Whitespace tokenizer matching fastText's Dictionary::readWord.
fastText splits on a fixed byte set: space, newline, carriage return, tab, vertical tab, form feed, and NUL. Any maximal run of non-whitespace bytes between whitespace bytes (or string boundaries) is one token. The rules are byte-level, not codepoint-level, so this implementation is not Unicode-aware — that intentionally mirrors the reference.
At inference time the official Python wrapper replaces newlines with
spaces before calling into C++ (predict in python/fasttext_module/fasttext/FastText.py).
This tokenizer takes the same approach: callers wanting strict Python
parity can pre-strip newlines themselves, but the default behaviour
treats \n as whitespace and never emits the special </s> EOS token
that the training-time readWord would produce.

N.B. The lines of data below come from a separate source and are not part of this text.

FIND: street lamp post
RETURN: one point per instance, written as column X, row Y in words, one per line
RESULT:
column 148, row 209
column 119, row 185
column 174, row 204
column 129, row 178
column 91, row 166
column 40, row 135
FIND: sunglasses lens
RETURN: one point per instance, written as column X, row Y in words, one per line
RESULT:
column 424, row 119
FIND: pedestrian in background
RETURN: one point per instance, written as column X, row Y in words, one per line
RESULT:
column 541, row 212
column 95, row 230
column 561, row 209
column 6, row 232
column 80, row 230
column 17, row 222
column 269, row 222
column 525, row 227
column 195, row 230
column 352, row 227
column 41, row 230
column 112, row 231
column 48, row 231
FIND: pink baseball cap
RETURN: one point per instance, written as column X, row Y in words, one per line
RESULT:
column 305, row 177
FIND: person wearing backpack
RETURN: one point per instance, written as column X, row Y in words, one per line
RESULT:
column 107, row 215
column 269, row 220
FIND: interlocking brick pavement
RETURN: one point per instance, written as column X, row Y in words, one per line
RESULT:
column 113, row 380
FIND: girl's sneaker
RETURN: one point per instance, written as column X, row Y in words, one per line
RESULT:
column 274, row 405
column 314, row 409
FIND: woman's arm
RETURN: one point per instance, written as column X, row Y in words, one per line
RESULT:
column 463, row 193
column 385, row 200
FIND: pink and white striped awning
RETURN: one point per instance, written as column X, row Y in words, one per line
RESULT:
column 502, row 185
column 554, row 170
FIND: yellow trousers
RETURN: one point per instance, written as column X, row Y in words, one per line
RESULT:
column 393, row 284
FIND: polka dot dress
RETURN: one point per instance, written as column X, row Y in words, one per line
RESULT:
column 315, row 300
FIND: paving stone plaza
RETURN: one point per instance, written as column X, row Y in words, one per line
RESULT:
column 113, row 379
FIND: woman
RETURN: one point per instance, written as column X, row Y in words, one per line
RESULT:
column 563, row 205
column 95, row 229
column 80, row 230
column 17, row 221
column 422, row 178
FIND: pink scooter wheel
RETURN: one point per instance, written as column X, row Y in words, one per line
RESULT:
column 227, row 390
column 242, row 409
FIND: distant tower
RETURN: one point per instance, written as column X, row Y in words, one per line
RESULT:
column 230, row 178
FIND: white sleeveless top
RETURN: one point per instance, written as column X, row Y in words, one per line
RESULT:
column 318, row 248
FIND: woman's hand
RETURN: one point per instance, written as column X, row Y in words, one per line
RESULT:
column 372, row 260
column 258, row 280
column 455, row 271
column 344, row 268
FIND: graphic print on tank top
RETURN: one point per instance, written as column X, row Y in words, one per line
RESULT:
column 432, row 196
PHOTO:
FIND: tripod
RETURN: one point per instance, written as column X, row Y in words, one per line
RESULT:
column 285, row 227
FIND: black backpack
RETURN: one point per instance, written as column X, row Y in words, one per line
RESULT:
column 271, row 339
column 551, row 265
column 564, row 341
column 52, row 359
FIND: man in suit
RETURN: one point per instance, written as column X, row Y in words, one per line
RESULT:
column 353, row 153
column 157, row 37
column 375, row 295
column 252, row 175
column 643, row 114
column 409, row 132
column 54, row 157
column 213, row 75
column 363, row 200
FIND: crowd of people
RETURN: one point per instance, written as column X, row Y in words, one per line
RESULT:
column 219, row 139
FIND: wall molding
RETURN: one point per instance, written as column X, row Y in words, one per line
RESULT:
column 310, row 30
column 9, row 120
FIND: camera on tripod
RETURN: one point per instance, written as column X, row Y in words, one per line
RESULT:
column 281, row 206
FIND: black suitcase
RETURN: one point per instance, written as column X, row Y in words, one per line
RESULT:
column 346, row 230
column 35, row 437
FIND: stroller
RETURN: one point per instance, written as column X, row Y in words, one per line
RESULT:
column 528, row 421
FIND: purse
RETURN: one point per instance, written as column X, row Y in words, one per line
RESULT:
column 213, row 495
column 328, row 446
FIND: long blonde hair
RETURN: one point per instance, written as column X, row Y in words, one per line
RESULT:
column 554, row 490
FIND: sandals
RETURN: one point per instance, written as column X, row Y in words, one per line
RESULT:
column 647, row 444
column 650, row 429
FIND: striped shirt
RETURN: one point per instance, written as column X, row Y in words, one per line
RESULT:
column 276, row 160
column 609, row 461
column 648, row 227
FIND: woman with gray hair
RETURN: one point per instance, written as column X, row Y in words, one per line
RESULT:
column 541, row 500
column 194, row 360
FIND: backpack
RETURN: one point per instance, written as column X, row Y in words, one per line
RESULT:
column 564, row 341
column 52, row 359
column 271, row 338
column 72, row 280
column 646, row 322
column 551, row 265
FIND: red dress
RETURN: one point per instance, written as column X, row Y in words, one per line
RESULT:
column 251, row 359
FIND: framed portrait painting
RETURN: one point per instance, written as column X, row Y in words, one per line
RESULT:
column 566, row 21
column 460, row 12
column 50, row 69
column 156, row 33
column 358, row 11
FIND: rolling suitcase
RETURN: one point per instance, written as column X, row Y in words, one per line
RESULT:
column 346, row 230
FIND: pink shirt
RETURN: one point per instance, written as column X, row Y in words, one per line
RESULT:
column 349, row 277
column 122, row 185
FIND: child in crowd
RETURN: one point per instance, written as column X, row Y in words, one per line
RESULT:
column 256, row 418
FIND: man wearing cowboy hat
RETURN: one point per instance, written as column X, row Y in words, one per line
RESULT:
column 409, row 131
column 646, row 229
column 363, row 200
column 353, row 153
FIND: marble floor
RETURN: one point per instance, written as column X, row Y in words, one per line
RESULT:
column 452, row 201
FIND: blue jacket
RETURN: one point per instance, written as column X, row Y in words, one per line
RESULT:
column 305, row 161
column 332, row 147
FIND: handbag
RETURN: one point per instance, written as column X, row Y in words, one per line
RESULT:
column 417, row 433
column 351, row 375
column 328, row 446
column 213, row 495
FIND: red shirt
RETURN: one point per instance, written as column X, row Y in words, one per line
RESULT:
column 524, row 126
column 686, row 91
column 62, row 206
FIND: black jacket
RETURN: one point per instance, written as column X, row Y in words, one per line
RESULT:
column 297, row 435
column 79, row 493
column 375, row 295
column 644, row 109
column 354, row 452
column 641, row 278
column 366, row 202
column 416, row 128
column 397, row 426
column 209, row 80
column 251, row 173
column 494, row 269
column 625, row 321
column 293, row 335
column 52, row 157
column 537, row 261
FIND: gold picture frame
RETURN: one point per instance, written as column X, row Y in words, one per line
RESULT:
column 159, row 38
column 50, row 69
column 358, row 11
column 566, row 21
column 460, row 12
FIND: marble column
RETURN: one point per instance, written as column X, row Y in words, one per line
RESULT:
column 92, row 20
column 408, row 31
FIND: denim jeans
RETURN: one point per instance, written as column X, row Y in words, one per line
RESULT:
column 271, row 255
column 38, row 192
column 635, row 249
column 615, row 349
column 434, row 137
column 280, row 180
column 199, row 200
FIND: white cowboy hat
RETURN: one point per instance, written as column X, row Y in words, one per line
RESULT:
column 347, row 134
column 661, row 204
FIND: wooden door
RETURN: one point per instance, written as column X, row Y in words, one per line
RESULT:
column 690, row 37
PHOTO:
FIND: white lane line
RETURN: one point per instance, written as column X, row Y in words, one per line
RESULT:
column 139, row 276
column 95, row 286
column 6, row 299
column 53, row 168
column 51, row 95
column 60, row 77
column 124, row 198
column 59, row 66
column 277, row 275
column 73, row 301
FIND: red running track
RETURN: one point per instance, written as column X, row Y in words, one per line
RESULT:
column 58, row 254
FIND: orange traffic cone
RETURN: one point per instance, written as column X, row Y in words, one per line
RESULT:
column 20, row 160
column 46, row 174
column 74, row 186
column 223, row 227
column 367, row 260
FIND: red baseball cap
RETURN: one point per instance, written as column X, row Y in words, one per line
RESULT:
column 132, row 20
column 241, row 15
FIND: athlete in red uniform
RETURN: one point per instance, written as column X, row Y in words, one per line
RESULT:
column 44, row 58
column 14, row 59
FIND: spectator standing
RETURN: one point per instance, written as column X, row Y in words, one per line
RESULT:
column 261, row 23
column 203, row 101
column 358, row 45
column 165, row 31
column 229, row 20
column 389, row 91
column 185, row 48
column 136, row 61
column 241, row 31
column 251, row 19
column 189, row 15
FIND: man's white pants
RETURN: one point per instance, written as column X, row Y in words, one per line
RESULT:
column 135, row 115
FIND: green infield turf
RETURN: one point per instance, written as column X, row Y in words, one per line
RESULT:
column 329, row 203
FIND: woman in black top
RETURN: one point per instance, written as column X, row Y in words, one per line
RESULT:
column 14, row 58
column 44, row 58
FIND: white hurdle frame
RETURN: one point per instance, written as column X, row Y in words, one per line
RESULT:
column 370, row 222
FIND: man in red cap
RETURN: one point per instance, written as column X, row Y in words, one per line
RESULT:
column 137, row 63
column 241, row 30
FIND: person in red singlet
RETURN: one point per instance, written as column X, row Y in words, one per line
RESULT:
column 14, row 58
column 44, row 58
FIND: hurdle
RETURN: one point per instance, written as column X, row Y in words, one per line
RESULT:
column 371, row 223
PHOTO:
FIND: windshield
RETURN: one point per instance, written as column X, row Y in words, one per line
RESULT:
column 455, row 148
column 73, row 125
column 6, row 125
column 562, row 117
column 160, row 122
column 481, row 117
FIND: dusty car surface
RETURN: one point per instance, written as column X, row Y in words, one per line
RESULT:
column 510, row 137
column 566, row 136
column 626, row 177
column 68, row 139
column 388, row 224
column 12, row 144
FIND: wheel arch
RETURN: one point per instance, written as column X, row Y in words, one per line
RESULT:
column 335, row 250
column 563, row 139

See src/dictionary.cc (Dictionary::readWord,
Dictionary::readWordNoNewline).
Summary
Functions
Splits a binary into tokens using fastText's whitespace rules.
Functions
Splits a binary into tokens using fastText's whitespace rules.
Arguments
textis a UTF-8 binary or arbitrary byte sequence. Whitespace is treated at the byte level: a stray byte in[\s, \n, \r, \t, \v, \f, \0]is a separator no matter what surrounding bytes look like.
Returns
- A list of binaries, in document order, with no empty tokens. Returns
[]for empty or whitespace-only input.
Examples
iex> Text.Language.Classifier.Fasttext.Tokenizer.tokenize("hello world")
["hello", "world"]
iex> Text.Language.Classifier.Fasttext.Tokenizer.tokenize(" hello\tworld\n")
["hello", "world"]
iex> Text.Language.Classifier.Fasttext.Tokenizer.tokenize("")
[]
iex> Text.Language.Classifier.Fasttext.Tokenizer.tokenize("一個 中文 句子")
["一個", "中文", "句子"]